As the trace vector is rotated toward higher-frequency axes, the noise also rotates as a sphere and does not increase in magnitude as the rotation occurs. The signal portion of the trace vector has increased magnitudes on higher-frequency axes, while the noise remains constant. As a consequence, the signal emerges from beneath the noise level and the high frequencies recovered are usable signal. Also, the frequencies recovered are not necessarily limited to the observable bandwidth of the input data. Since the entire spectrum is encoded in the
seismic wavelet, it is possible to regain frequencies up to the Nyquist frequency on properly recorded and processed data.
In the Lake Pelto case, the HFI yielded 110 Hz on the high end. From the perspective of maximizing the quality of the end result, in practical terms this meant that beds as thin as 30 ft
(10 m) could be resolved.
HFI also clearly showed the stratigraphic trapping component of the downdip accumulations as well as a small fault separating the prospect from earlier wells, neither of which had been previously observable.
After HFI was conducted on migrated gathers, high-frequency attributes were calculated on the resulting seismic volume. Well analysis indicated that producing sands were Class II or III. Therefore, the AVO effect was a high-amplitude trough at the producing sand. Another tool for Class II or III sands is the Intercept X Gradient attribute. This attribute showed a good anomaly in the downdip prospect but not in the depleted sand.
Geotrace's Frequency Absorption Reponse (FAR) effects in the broadband data were also analyzed. Gas sands are very good absorbers and will produce an anomaly. When using frequency absorption, high-frequency data is preferred because the absorption effects are much more apparent in the higher frequencies. For example, there was strong stratigraphic trapping in downdip accumulations, and gas was most likely the hydrocarbon. DHIs indicated that pay potentially existed in the upper sand zone instead of the lower M4, and it indicated the significance of a small fault separation.
Results and conclusions
Geoscientists interpreted the combination of HFI data, AVO and FAR and concluded that there were several very good probabilities for bypassed pay in this area. Based on these conclusions, the company made the decision to drill, and they made the completion as a producing gas well at 17,000 ft.

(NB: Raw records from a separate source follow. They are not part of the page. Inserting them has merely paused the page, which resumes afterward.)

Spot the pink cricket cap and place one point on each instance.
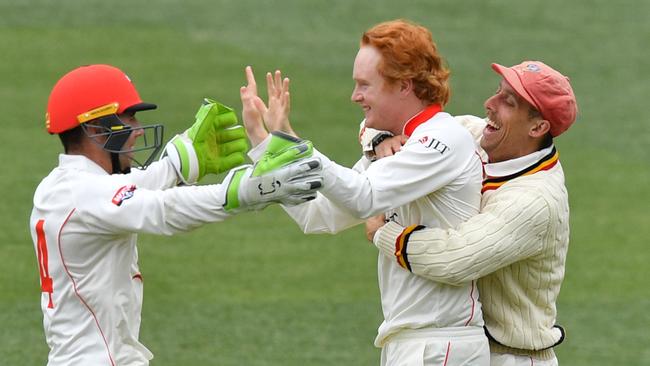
(545, 89)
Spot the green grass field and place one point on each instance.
(254, 290)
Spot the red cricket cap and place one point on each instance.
(90, 92)
(545, 89)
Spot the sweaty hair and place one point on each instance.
(409, 53)
(71, 138)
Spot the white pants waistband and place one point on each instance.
(427, 333)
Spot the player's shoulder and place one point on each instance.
(444, 128)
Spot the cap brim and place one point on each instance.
(511, 77)
(140, 107)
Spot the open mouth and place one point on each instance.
(491, 126)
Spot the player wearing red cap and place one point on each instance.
(516, 246)
(88, 210)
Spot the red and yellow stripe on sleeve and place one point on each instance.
(401, 245)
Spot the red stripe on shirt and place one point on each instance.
(74, 285)
(420, 118)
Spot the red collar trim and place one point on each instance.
(420, 118)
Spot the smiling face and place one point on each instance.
(379, 100)
(512, 129)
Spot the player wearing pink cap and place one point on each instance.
(516, 246)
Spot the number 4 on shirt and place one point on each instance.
(41, 248)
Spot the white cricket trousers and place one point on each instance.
(467, 346)
(501, 359)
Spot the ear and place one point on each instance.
(405, 87)
(539, 128)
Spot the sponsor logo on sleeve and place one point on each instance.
(122, 194)
(432, 143)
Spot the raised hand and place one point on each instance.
(252, 109)
(276, 116)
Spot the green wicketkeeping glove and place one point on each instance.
(214, 144)
(286, 174)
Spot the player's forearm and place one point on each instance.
(321, 216)
(159, 175)
(482, 245)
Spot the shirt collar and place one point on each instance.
(421, 117)
(80, 162)
(512, 166)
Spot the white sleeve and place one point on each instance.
(430, 159)
(159, 175)
(114, 204)
(506, 231)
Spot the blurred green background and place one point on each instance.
(254, 290)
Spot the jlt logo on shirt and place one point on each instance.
(434, 144)
(123, 194)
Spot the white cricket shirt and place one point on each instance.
(84, 224)
(435, 180)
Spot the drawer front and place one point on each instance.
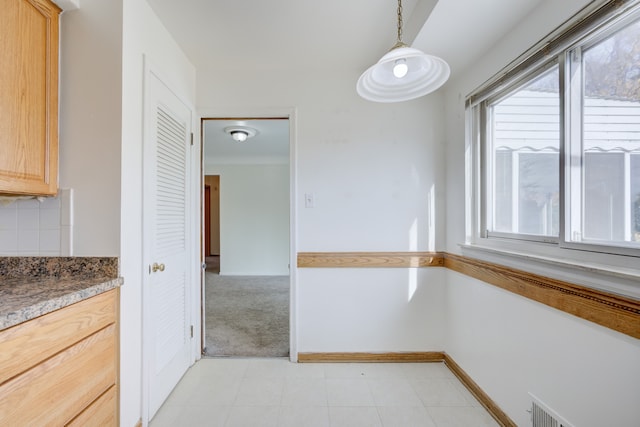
(54, 392)
(27, 344)
(101, 413)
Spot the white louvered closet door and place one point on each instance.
(166, 216)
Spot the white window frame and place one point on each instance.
(486, 163)
(570, 183)
(605, 267)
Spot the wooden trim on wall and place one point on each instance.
(369, 259)
(492, 407)
(612, 311)
(410, 357)
(615, 312)
(416, 357)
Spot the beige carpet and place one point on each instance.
(246, 316)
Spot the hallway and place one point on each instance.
(275, 392)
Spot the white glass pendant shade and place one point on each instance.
(424, 74)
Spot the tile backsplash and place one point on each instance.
(37, 227)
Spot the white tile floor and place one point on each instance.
(276, 392)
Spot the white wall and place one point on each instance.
(254, 219)
(143, 36)
(377, 173)
(510, 345)
(90, 123)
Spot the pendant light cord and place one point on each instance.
(399, 43)
(399, 21)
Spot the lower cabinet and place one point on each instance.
(62, 368)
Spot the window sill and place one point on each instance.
(611, 273)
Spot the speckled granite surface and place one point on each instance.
(33, 286)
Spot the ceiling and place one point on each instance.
(299, 34)
(329, 34)
(270, 145)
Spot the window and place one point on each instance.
(559, 140)
(523, 146)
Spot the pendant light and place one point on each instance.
(403, 73)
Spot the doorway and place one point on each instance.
(246, 301)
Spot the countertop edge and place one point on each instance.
(46, 306)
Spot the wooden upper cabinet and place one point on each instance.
(29, 97)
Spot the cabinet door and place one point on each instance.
(29, 97)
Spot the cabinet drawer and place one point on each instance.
(101, 413)
(27, 344)
(54, 392)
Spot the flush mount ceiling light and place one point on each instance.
(403, 73)
(240, 133)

In completing this well, several points from the seismic reprocessing were confirmed, including that the uppermost 50 ft (15 m) of sand was gas-bearing, M1 sand was also present and depleted sand was there, with similar characteristics to Well 17's M4 sand (Figure 2). Initial flow rate was 4 MMcfgd, subsequently increasing to 8 MMcfg and 500 bbl/day of oil.
In evaluating results on this particular prospect in the Pelto field, the "lessons learned" were essentially as anticipated when deciding to employ the proprietary HFI and AVO - a much more precise, finely tuned view of the subsurface than previously yielded by conventional seismic data. Consequently, that meant then, and in the future, companies face lower risk in deciding on whether or not to drill a prospect by utilizing HFI and AVO.
One of the most significant findings involved the Mc and M1 sands. Specifically, although they did correlate between the updip wells and the downdip, stratigraphically the sand bodies in between were actually separate and distinct. Other premises were validated such as the existence of strong trapping and a small fault across the Mc and M1 sand interval. Other confirmations were that AVO accurately predicted gas accumulation and that FAR helped validate that this particular accumulation was a new, untapped reservoir.
Ultimately, the overriding conclusion was that conventional seismic would not have successfully located this bypassed pay.